SOME RIPARIAN DEFINITIONS
The following definitions and the conceptual frame they provide were used both in the design of the conference and the preparation of this volume. While the editors did not attempt to achieve absolute uniformity of definition in order to accommodate strong author terminological preferences, considerable effort was made to minimize ambiguity and approach standardization of the most widely used descriptors. While all readers may not agree or be comfortable with all definitions, all will at least understand what the authors are trying to say.
It is important to discern at the outset that the "riparian" concept has had a specific ecological context for well over two thousand years. The present day riparian concept and its derivative terms (riparian, riparial, riparious) all come from the Latin Riparius , which itself derives from the Latin Ripa (Pl. Ripae ) meaning bank or shore, as of a stream or river. The original meaning has been largely retained through subsequent history, i.e., pertaining to the terrestrial, moist soil zone immediately landward of aquatic wetlands, other freshwater bodies, both perennial and intermittent watercourses, and many estuaries.
While the original Latin usage apparently related to freshwater/upland and estuarine/upland interfaces, the term has occasionally been applied to coastal shore zones. There is presently no clear concensus as to its applicability to coastal shorelines, but a conservative interpretation (which we prefer) would probably exclude them.

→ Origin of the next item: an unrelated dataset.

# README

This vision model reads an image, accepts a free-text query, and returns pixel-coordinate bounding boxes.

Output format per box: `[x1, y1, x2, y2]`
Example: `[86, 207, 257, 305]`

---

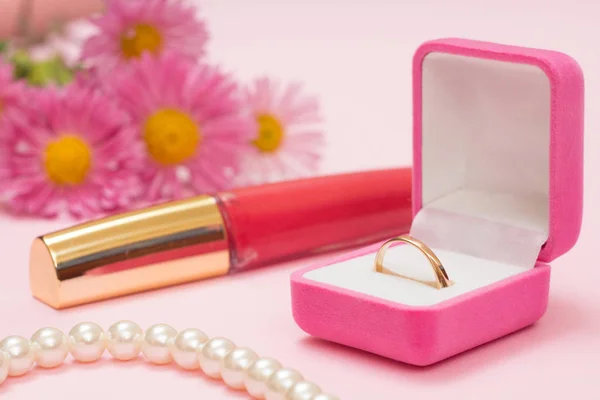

Despite numerous attempts, no single purely descriptive definition embracing riparian systems—that is, one that attempts to define by listing all the different types of riparian phenomena—has proven successful. There are far too many types of riparian systems to be encompassed in a single descriptive statement. Such all-inclusive descriptive definitions have inevitably proven both too unwieldy and less than totally encompassing of all significant riparian phenomena.
Last, it is useful to recognize that the term "riparian" isanadjective . The term, once defined, can thus usefully modify a multitude of other well-accepted terms. This process leads in a straight-forward manner to a set of riparian definitions that is functional and easily understood. The linch-pin or common denominator is of course the term "riparian." Once that has been adequately defined, everything else falls into place. Proceeding in a sequence that builds logically, the following definitions are offered.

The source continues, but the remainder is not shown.